1) Tesla has no “moat” of any kind; i.e., nothing meaningfully or sustainably proprietary.
2) Tesla will again soon be losing a lot of money and has a terrible balance sheet despite relatively light competition, but will soon be confronted with massive competition in every aspect of its business.
3) Elon Musk is extremely untrustworthy.
In October Tesla reported a surprisingly good (based only on the headline numbers!) Q3 earnings report, showing a GAAP profit of $311.5 million. It was also the best quarter Tesla will ever have, as in 2019 the company shall return to its money-losing ways. My October letter (written before Tesla released its 10-Q) contained a detailed analysis as to why I believed Tesla would show a GAAP loss of around $400 million next year. (Here’s a link, courtesy of ValueWalk.) However, after reading the 10-Q (released in November) and researching the emissions credits which contributed to most of Tesla’s Q3 income, I upped that loss estimate by at least $200 million (to $600 million) as the Model 3 sales mix shifts overseas where U.S. credits aren’t earned. Additionally (and even more importantly) I now believe Tesla is massively under-reserving for future warranty expense, and by “massively” I mean at a rate of approximately $200 million per quarter (I explain why in this Twitter thread), and if Tesla is forced to correct this its 2019 GAAP loss will be well over $1 billion even before hundreds of millions of dollars in potential lawsuit settlements. And to kick off Tesla’s awful 2019, here’s a great explanation as to why Q4 2018 (the one we’re in now) will be worse than Q3, along with a great take on how really bad Q1 2019 will be.
But lest you believe Q3 really did mark a significant and lasting turnaround for Tesla, keep in mind that no group has a better grasp of a company’s prospects than its executives, and yet their massive exodus continues, with the departure of multiple key accounting, production, and engineering people. Rather than listing the never-ending stream of new departures here, please use this link to see the astounding full list. Many of these people left millions of dollars in unvested stock on the table, and one must ask why. Do they assume that stock will wind up worthless? Were they asked to do things they were “uncomfortable” doing? Or is Elon Musk just so difficult to work for that it isn’t worth the millions of dollars they left behind? None of the answers to those questions are favorable to Tesla.While a couple of low-level whistleblowers have come forward publicly to report on internal dirty deeds at Tesla, with that many high-level departures I have no doubt that myriad more significant whistleblowers are doing the same.
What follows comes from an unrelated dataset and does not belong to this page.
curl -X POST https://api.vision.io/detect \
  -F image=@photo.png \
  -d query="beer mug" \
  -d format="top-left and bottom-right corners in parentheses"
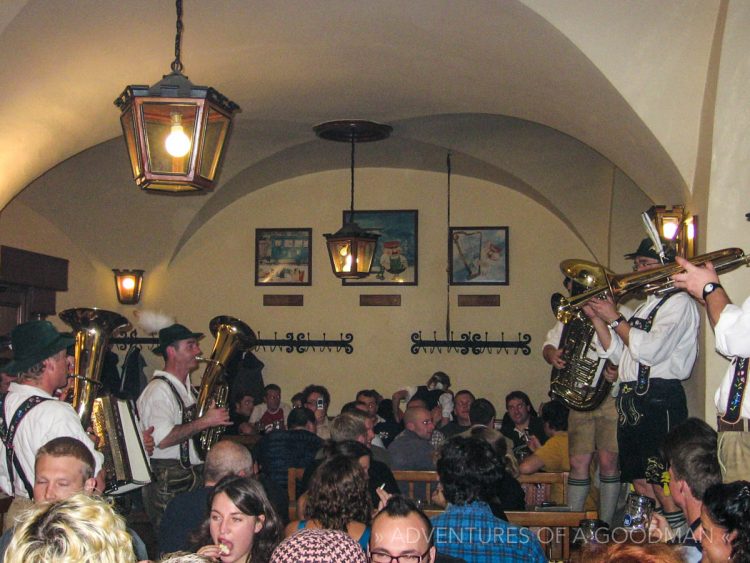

Perhaps the most important ongoing Tesla story is the evaporation of North American Model 3 backlog. Despite Q3 production averaging just 4100 Model 3s per week (far short of the anticipated 5000 per week and Musk’s near-term goal of 6000), in mid-October Tesla began offering a slightly shorter-range (260 mile) Model 3 with a $3000 price cut vs. battery production savings I estimate at just $1500; in other words, Tesla is taking a $1500 per car margin hit. It also slashed the price of its AWD model by $1000 and cut the price of its most fully-equipped “Performance” model by $5000, thus causing thousands of Q3 (and early Q4) Performance buyers to scream in protest and thereby force Elon Musk to promise them $5000 refunds. (As an aside, Tesla also slashed prices in China this month (thereby killing its margins) to compensate for a plunge in sales due to higher tariffs there.)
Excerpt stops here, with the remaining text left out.